Critics have said the decision to replace the base with a three-person inshore rescue team in Stanley Park for the peak boating season still amounts to what Ms. Clark called “a dangerous drop in service.”

“The federal decision to close the Kits Coast Guard base is disappointing to say the least,” Ms. Clark said in a video posted on YouTube last month.

The base, which is slated to close this spring, responded to 271 calls in 2011 – 36 of them marine distress calls and 40 humanitarian distress, according to the Coast Guard.

When the base closes, calls will be handled primarily by the Coast Guard base at Sea Island, in Richmond.
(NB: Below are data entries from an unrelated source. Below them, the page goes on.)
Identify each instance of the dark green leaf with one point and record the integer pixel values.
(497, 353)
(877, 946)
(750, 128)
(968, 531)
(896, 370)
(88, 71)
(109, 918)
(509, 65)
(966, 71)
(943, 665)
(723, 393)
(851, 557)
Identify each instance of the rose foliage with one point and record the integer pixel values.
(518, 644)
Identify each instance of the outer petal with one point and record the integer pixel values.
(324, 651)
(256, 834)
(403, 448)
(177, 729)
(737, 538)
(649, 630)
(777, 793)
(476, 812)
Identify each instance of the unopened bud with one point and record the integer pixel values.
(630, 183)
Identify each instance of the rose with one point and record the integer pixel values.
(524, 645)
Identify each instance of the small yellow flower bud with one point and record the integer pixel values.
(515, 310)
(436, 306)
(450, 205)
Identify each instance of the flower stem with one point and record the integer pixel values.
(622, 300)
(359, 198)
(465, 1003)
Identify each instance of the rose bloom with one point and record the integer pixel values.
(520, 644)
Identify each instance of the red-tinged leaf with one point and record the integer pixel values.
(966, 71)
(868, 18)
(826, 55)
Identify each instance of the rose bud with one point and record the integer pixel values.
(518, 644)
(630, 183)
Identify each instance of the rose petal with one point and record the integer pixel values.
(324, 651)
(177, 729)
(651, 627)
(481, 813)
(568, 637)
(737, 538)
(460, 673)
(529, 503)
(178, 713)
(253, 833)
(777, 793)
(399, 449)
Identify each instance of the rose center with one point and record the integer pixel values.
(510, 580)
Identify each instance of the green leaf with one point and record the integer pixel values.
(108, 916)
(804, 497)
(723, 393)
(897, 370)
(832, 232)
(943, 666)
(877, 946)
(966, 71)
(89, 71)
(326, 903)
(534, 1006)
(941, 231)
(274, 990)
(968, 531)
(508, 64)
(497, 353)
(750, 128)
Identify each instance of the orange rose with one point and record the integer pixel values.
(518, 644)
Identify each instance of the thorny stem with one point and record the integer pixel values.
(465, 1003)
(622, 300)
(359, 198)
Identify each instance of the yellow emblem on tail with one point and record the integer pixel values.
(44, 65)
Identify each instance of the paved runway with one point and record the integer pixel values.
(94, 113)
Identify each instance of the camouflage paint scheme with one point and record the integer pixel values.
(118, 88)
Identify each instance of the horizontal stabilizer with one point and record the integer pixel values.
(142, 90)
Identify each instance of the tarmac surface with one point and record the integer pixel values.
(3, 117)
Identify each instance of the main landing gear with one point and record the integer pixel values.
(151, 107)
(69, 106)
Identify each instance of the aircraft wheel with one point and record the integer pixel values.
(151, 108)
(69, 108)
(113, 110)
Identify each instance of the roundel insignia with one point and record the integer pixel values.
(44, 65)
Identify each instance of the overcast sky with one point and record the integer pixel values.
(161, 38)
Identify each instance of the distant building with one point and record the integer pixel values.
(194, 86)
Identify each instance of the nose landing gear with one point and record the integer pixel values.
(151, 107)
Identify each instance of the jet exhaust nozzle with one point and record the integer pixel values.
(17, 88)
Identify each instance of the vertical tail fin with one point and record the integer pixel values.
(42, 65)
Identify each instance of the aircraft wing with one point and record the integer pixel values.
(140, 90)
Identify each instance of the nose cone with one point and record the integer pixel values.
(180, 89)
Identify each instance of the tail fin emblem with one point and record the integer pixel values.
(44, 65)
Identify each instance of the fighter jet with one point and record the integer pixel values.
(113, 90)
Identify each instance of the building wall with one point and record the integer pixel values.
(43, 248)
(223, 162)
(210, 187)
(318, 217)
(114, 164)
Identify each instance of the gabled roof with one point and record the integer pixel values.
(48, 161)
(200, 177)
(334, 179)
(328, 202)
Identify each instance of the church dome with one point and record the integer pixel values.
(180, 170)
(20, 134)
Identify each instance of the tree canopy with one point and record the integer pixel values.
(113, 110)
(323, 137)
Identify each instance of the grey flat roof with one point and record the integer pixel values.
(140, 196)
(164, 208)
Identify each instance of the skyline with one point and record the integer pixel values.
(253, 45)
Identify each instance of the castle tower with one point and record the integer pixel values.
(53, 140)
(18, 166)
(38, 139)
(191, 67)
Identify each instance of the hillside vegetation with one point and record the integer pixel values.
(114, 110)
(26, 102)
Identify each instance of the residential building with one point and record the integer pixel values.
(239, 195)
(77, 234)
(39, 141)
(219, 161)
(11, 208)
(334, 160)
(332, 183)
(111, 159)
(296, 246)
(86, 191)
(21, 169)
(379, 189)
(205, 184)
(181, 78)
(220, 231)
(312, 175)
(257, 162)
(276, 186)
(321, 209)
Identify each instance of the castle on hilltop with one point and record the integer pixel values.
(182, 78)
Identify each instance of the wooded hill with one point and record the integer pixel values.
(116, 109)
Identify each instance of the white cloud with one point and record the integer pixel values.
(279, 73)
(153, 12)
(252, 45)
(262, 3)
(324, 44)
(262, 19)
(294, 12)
That station will be getting a new hovercraft to allow faster response to localized calls.

Critics have argued that it would take at least 30 minutes for rescuers from Sea Island to reach those in distress around the Vancouver harbour, while those at the Kitsilano coast guard station would take only five to 10 minutes.

Jody Thomson, deputy commissioner of operations for the Coast Guard, has acknowledged the closing will have an effect, but she has said reaction times will remain within international standards.

Ms. Clark is among the critics who say closing the busiest Coast Guard base in Canada will cost lives.

“Our swimmers, boaters and our ports expect the federal government to keep B.C.’s harbours safe. That’s why we are asking them to reconsider the decision to close the base.”

But Mr. Harper said his government has instead put its money toward services that enhance public safety.

“We’ve made investments here and in other parts of the country precisely in that way, to try and move things away from offices and back offices and to actually having resources on the ground and in the water. That’s what we’re doing and that’s we think is best for public safety.”

Ms. Clark said last month her government is working at balancing B.C.’s budget and she understands the challenges, “but not when lives are at risk.”

Just over a month ago, Vancouver’s police and fire chiefs wrote to Mr. Harper to express their concerns.

Mayor Robertson is also fighting to keep the base open

Mr. Robertson has said there’s a good chance people will die if the facility is closed and relocated to Sea Island in Richmond, B.C.